BRAC 2005 enabled the Army to reset its infrastructure to accommodate the return of forces from Europe and South Korea while revitalizing the Army Reserve and National Guard, she added.
“In the last six years, we have closed 97 sites and returned 23,000 acres to host nations, she said. “In the next four years, we plan to close another 23 sites and return 21,000 acres, primarily in Germany,” Hammack said, citing similar progress in South Korea during the same time frame. There, the Army closed 34 sites, with 7,300 acres returned to the community and another 20 sites projected for closure, with 9,400 acres returned to the host nation.
“What remains in Korea and Germany, we believe, is necessary for the support of this nation,” she said.
The Army will continue to seek congressional authorization for additional rounds of BRAC, Hammack said, noting property conveyance remains a priority.
“Putting excess property back into productive reuse facilitates job creation, and that’s never more important than it is today,” she said. “We know that some of these properties have more extensive environmental remediation than others, but we focus on those that can be transferred for beneficial economic use as a first priority.”
Hammack also underscored the Army’s commitment to one of its largest endeavors yet: the deployment of three gigawatts of renewable energy on Army, Navy and Air Force installations by 2025. The Army has partnered with local communities and the services to ensure renewable, reliable energy through analysis of fuel, water and energy needs while reducing the load of power systems in a digital society, she said.
“Collectively, these advancements are changing both the technology we employ and the manner in which we plan and execute our operations,” Hammock said.
Similarly, the Navy will continue to pursue its energy goals through ongoing community and industry partnership, Natsuhara said.
“The big goals for us will be the 50 percent alternative energy for our bases,” he said. “We look forward to working with the communities as we look at renewable energy, microgrids and other (avenues) to meet all of our very aggressive goals.”

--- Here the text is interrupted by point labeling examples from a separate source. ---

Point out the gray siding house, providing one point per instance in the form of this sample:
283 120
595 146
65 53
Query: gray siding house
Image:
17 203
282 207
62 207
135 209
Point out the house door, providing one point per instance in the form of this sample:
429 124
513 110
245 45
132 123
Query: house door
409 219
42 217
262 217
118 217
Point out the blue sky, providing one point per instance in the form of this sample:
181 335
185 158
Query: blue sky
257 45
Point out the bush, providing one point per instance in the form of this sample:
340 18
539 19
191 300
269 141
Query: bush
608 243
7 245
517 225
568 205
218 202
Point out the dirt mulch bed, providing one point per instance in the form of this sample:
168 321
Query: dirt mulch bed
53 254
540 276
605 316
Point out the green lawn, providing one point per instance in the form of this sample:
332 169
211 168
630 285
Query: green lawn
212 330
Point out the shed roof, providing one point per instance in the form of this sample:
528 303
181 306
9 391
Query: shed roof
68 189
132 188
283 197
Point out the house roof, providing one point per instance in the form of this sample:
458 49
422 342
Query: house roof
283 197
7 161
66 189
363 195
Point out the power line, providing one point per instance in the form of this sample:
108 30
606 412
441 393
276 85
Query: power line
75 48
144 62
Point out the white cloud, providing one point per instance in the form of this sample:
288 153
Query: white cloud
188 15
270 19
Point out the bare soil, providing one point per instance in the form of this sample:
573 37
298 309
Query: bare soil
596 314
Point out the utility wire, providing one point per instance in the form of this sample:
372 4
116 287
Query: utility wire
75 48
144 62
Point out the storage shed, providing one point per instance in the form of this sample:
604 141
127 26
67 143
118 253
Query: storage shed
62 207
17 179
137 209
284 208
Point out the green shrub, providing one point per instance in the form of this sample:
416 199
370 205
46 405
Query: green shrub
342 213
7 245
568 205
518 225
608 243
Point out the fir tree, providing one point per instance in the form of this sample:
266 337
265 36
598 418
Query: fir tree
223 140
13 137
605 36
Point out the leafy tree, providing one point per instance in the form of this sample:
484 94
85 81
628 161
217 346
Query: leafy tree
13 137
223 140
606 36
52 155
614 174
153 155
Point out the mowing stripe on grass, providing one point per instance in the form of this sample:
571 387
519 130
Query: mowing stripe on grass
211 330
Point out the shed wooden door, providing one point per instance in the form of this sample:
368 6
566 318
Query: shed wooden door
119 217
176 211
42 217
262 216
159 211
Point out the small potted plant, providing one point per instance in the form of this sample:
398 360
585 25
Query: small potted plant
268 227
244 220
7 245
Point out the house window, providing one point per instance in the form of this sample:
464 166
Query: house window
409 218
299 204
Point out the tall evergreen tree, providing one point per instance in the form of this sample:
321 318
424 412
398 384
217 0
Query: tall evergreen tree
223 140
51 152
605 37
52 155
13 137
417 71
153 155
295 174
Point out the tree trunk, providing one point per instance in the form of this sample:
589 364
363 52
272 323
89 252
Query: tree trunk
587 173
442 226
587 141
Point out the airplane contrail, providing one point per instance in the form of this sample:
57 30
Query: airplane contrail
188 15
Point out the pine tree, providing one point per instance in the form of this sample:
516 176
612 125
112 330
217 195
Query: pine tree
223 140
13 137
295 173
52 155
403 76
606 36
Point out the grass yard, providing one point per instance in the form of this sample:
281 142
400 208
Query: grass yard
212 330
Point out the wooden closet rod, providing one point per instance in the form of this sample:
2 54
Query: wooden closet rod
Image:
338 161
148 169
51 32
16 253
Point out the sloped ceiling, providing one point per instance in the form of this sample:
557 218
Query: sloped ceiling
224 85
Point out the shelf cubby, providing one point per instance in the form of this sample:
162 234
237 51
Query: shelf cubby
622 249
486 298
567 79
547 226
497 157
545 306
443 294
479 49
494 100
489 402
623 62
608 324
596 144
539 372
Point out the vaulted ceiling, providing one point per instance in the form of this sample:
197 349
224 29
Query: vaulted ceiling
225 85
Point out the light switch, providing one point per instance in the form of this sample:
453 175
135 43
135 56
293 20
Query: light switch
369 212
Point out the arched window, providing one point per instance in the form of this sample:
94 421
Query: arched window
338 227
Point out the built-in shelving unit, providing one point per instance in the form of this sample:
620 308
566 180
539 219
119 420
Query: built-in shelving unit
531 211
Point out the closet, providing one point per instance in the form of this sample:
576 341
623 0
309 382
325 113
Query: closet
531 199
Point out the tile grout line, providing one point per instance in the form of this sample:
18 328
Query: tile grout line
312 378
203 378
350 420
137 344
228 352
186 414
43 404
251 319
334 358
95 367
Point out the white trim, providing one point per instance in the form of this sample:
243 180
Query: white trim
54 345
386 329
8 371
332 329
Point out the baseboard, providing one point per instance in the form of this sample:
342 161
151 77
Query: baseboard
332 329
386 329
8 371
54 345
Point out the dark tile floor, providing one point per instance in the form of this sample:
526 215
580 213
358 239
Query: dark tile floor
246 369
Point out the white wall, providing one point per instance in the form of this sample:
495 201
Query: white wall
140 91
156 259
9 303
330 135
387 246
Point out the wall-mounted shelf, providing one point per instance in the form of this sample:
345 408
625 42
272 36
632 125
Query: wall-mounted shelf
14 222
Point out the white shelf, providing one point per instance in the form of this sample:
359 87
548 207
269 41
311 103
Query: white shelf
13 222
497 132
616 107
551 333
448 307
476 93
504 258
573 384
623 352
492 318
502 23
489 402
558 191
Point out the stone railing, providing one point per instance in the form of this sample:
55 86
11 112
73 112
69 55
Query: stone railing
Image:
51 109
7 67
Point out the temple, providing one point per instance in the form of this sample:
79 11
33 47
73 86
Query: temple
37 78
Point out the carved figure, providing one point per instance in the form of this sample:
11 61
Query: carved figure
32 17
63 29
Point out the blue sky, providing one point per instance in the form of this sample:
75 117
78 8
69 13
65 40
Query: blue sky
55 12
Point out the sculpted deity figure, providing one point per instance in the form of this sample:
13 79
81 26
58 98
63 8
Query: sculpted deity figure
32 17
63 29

And while the BRAC process has reduced the service’s installations to from 150 to 70 in the U.S., the Navy now is in more of a “growth mode” overseas, as the new defense policy pivots attention to the Asia-Pacific region, Natsuhara said.
“We have quite an extensive program that we’re going to have to implement … very soon in Guam, Australia and Hawaii,” he said. “We’re also moving a few ships to Singapore.” A lot of these bases, he added, are going be of a different and unprecedented model.
“There are going to be less of the traditional bases where we have our families and modern support facilities,” he said. “There’s a lot of pressure on our facility side as we go overseas.”
With fleet concentrations primarily in the northwest and southwest regions of the U.S., Natsuhara said, the Navy can benefit from being able to analyze how to make its bases more efficient as it further aligns its forces.
Community collaboration has produced successes along the way, he said, including Virginia’s Naval Air Station Oceana, which was considered for closure in 2005, but through legislation and joint councils, has become more compatible with the community.
“To date, the Oceana area and the state have contributed about $63 million in some of the land-use purchases to build more compatible lands,” he said.
At NAS Kingsville, Texas, the Navy worked with wind developers on private lands to make turbine operations compatible with air training operations, Natsuhara said.
“Wind turbines are an important part of the renewable energy push for this country,” he added, “and we’re a strong supporter of that.”